Don’t get me wrong. You can classify your unpublished manuscript or published novel as historical fiction regardless of how well you follow the non-fiction facts.
That’s why Writing Rule #52 uses the word “should” instead of “must.”
Historical Fiction Should Be Rooted in Past Realities
When most people read historical fiction, they expect to be engaged and entertained while still learning something new or reaffirming something old.
This genre is supposed to be very reality-grounded, with fictional characters, fictional plots and fictional dialogue wrapped up in non-fiction settings that dictate every single story element. It’s the writer’s job to make the story operate within history. It’s not history’s job to make the story fit.
Despite the ambiguity of Writing Rule #52’s opening line, there’s nothing uncertain about those closing sentences. It is the writer’s job to conform to history, not vice versa. There are no ifs, ands and buts about it.
It’s only a question of who’s in charge of firing historical fiction authors for doing that job poorly.
I wish I was. Go figure. I would have long-ago fired several, including one initialized SD.
SD is a traditionally published storyteller in more than one way.
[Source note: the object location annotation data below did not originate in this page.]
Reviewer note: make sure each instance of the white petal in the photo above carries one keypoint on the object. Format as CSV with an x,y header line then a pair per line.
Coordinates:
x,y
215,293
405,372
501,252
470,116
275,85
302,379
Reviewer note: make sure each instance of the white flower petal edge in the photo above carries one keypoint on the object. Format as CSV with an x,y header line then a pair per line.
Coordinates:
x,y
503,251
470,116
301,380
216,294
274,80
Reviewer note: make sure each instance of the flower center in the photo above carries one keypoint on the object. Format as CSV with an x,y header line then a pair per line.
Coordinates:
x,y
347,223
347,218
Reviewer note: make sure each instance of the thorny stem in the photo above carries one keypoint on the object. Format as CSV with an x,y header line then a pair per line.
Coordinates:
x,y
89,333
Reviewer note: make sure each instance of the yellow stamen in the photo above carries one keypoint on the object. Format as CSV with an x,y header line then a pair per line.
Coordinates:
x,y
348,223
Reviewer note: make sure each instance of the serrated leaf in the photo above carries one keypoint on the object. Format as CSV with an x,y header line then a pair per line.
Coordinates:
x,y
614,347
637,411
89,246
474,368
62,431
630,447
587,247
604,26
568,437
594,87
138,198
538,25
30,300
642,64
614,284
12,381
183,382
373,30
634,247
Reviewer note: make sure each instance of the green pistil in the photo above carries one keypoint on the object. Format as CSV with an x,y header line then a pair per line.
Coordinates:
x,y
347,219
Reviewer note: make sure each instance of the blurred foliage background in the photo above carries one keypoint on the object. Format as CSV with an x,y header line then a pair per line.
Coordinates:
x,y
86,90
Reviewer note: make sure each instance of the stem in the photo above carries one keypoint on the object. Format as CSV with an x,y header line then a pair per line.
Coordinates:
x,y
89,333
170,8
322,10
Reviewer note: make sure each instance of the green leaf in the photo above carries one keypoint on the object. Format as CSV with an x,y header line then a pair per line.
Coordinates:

While her Amazon author bio describes her as an award-winning historical women’s fiction writer, she isn’t afraid to play fast and loose with even the most well-established details about the past. I’ve only ever read one of her books before, but one book was more than enough to tell me about her literary character. Or lack thereof.
As of January 18, 2018, the novel I read was ranked #1889 in Amazon's “Books > Literature & Fiction > Genre Fiction > Historical > Biographical” category. Though I’m sadly sure it was a lot higher up on that list in 2011 when it was first released.
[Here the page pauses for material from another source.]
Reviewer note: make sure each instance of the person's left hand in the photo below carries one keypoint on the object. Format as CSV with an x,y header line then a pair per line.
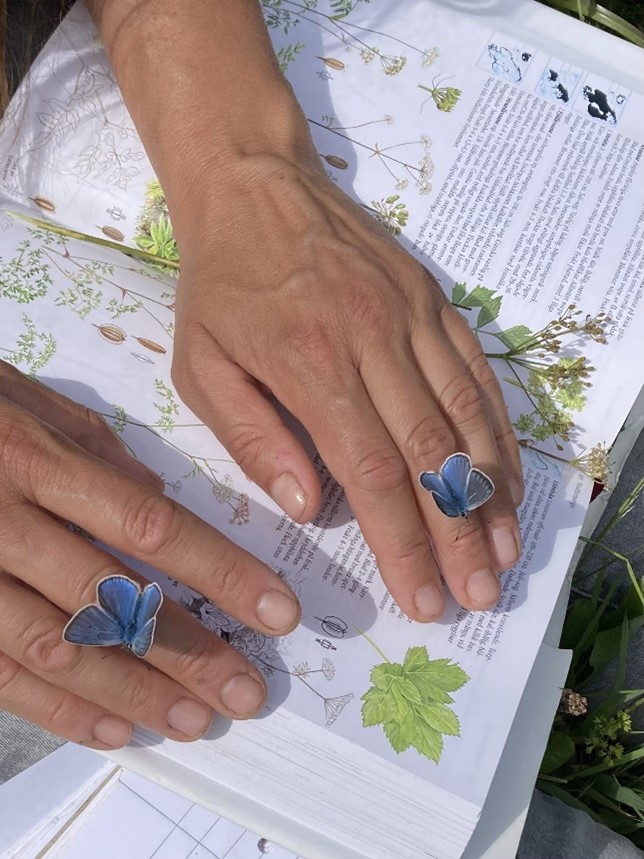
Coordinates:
x,y
298,290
This so-called historical fiction read is about Cleopatra’s daughter after her mother’s death. Brought to Rome in chains, she and her twin brother are kept secluded in a bleak palace of sorts, left to miss Egypt and hate Rome.
Which is understandable. The real-life Cleopatra’s daughter probably did resent her captors. But here’s what’s not so understandable about what this historical fiction author wrote:
The claim that women’s rights were solidly established in first-century Egypt, whereas it was non-existent in first-century Rome
The claim that slavery in first-century Egypt wasn’t really slavery – not like in horrible, horrible first-century Rome – and that Alexander the Great went about conquering everyone in sight for the main reason of spreading enlightenment, rainbows and peanut M&Ms to all
The claim that the Roman Emperor Augustus was out to destroy all worship of the Egyptian goddess Isis, when Rome deliberately and calculatingly adopted aspects of every culture it conquered in order to better assimilate and placate its new subjects.
The list could go on. But suffice it to say that SD took a real-life person as her main character, real-life people for many of her secondary characters, and entire real-life societies for her setting… then forced them all to do her bidding.
That’s a historical fiction job done disgracefully and a historical fiction writer high on her own power instead of a love of learning and helping other people to learn.
It’s only fair to say that no historical fiction author is ever going to get every detail correct. History is such a diverse study, filled with just as many opinions and perspectives as facts. Yet there are still facts to be found if a historical fiction writer is willing to look for them.
SD either didn’t bother to do that, or she did and didn’t care to include those details in her story.
Either way, she can technically be classified as writing historical fiction all she wants. But that doesn’t mean she should be.